Kesehatan

Virus Mpox Meningkat, Sandiaga Uno Minta Wisatawan Cek Aspek Kesehatan di dalam Bandara

JAKARTA – Kementerian Wisata juga Kondisi Keuangan Kreatif (Kemenparekraf) RI belum menerapkan pembatasan perjalanan imbas merebaknya tindakan hukum Mpox alias cacar monyet di tempat banyak negara, belakangan ini. Meski demikian warga harus peduli dengan perkara ini.

Seperti diketahui, WHO baru-baru ini menetapkan mpox sebagai Public Health Emergency of International Concern, tepatnya pada 14 Agustus 2024.

Hal itu disebabkan oleh sebab itu terjadi peningkatkan persoalan hukum mpox pada Juni-Juli 2024 di area wilayah WHO Afrika, khususnya di dalam Republik Demokratik Kongo serta dihadiri oleh penemuan persoalan hukum di tempat beberapa negara sekitar, dan juga munculnya varian atau clade baru (Ib) virus Mpox.

Untuk Indonesia, pada waktu ini sudah pernah dilaporkan sebanyak 88 persoalan hukum konfirmasi dari tahun 2022-2024. Kasus terakhir dilaporkan pada 4 Juni 2024. Hingga 22 Agustus 2024, seluruh tindakan hukum konfirmasi (88 kasus) sudah ada dinyatakan sembuh.

“Jadi hingga per hari ini tak ada (pembatasan). Jadi semuanya waspada. Tapi tidak ada perlu ada kepanikan dan juga narasi yang tersebut kita ungkapkan bahwa Indonesia terbuka,” ujar Sandiaga di The Weekly Brief with Sandi Uno (WBSU) secara online, Mulai Pekan (26/8/2024).

Meski begitu, Sandiaga menegaskan, ketika ini pemantauan kemampuan fisik dalam perjalanan penerbangan, khususnya internasional sudah pernah kembali diadakan serta diperketat untuk menghindari terjadinya penularan kasus.

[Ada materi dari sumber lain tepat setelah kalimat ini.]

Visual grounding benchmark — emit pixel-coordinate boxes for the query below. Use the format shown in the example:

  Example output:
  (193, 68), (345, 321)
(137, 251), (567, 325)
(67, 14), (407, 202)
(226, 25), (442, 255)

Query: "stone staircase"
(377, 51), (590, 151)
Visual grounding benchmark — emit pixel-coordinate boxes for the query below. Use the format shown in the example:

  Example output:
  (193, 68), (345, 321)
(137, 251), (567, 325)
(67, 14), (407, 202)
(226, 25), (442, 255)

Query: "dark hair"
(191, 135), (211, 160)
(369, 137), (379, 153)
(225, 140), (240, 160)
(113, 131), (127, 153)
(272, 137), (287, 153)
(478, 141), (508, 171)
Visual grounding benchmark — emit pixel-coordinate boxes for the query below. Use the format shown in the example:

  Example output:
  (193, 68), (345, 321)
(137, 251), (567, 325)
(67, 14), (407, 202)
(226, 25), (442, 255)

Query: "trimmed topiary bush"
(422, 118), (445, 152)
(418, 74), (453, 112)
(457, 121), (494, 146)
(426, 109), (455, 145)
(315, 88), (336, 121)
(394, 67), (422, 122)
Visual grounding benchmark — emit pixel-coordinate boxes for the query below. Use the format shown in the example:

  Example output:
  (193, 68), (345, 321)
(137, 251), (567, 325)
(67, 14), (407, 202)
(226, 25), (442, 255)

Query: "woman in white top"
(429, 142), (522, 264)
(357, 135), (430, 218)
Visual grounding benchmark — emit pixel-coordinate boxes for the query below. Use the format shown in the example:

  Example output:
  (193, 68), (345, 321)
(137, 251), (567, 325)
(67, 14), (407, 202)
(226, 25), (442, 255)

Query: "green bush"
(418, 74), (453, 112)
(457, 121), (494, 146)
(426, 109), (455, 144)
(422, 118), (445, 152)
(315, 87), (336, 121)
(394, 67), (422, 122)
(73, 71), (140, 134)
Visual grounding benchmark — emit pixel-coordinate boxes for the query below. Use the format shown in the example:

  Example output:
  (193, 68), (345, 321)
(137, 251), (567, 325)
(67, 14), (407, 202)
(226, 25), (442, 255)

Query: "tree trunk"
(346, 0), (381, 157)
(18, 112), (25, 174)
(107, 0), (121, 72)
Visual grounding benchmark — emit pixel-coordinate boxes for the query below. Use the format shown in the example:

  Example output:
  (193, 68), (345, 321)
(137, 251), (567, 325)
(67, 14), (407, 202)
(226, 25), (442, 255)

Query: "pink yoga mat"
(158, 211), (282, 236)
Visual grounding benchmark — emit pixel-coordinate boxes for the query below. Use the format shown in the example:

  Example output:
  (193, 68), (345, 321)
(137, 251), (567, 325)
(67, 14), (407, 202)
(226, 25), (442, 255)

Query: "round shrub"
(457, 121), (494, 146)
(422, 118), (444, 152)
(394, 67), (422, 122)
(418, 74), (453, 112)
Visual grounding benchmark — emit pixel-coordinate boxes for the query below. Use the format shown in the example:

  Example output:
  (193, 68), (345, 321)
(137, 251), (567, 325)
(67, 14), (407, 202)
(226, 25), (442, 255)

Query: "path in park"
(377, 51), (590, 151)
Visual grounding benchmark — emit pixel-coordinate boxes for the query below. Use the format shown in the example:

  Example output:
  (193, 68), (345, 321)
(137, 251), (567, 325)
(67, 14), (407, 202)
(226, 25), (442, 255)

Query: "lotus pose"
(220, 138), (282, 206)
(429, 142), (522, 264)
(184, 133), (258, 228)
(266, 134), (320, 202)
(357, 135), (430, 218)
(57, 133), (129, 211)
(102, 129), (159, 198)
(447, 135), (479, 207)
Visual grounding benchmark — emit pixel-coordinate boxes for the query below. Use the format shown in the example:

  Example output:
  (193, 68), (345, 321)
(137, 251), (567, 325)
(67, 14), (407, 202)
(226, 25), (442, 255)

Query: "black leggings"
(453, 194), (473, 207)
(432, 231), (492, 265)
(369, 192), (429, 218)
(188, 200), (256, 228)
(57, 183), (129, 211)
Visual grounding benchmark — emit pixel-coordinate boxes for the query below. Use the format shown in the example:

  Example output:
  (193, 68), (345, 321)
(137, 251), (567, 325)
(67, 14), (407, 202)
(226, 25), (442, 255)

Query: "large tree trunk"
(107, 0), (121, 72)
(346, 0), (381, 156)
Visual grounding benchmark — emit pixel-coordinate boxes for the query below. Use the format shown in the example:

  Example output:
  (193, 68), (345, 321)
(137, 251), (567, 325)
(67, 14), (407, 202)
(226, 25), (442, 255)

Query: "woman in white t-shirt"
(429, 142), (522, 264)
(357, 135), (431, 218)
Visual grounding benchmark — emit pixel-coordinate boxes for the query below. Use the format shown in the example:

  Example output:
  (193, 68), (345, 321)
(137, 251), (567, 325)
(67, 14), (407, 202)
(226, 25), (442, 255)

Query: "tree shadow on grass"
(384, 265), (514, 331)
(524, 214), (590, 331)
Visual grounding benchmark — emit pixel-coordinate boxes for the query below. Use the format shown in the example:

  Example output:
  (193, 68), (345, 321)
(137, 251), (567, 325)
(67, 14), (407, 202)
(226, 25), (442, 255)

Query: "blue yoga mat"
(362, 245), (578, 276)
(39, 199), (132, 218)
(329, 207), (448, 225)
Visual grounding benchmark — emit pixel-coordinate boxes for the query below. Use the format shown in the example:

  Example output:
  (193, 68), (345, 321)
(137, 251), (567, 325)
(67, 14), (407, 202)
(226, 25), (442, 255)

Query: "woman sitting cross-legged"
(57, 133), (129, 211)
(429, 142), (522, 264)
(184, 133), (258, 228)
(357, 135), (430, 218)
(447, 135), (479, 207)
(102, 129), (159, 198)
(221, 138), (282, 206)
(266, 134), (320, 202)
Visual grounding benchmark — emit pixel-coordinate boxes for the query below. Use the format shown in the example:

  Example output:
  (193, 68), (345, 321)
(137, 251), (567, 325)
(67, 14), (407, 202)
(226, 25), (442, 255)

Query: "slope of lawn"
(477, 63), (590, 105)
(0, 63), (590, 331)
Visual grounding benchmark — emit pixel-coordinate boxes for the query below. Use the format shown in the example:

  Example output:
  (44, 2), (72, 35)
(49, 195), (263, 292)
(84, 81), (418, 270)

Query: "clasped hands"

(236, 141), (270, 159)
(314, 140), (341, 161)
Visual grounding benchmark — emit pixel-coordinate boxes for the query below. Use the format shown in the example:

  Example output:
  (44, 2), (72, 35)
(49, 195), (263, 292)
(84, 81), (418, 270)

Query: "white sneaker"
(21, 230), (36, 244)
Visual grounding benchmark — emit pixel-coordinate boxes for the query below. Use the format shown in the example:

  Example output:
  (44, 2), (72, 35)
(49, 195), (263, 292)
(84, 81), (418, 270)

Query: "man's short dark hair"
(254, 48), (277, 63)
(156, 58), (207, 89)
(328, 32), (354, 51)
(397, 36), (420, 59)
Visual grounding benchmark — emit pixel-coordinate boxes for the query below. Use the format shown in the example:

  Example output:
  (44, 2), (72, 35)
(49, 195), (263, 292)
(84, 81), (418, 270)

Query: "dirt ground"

“Tapi kita juga pastikan kebugaran warga kita melalui termal scanner lalu juga pengecekan fisik pada waktu tiba dari perjalanan penerbangan,” ungkapnya.

Sandiaga berharap, tak semata-mata Pemerintah, rakyat juga harus sama-sama ‘aware’ untuk menjaga penularan perkara Mpox tersebut, mengingat ada banyak event wisata di tempat Indonesia yang akan diselenggarakan di tempat bulan September ini.

“Dan kita harapkan ini sama-sama kita jaga. Terutama di tempat bulan September ini akan berbagai event-event besar,” katanya.

“Dan juga kita harapkan ini terpantau dengan baik melawan kerja sebanding Kementerian Kesehatan, Kementerian Perhubungan juga kami akan Trus membantu mensosialisasikan. Tapi per hari ini kita tidak ada ada larangan, kita tingkatkan kewaspadaan,” ucap beliau lagi.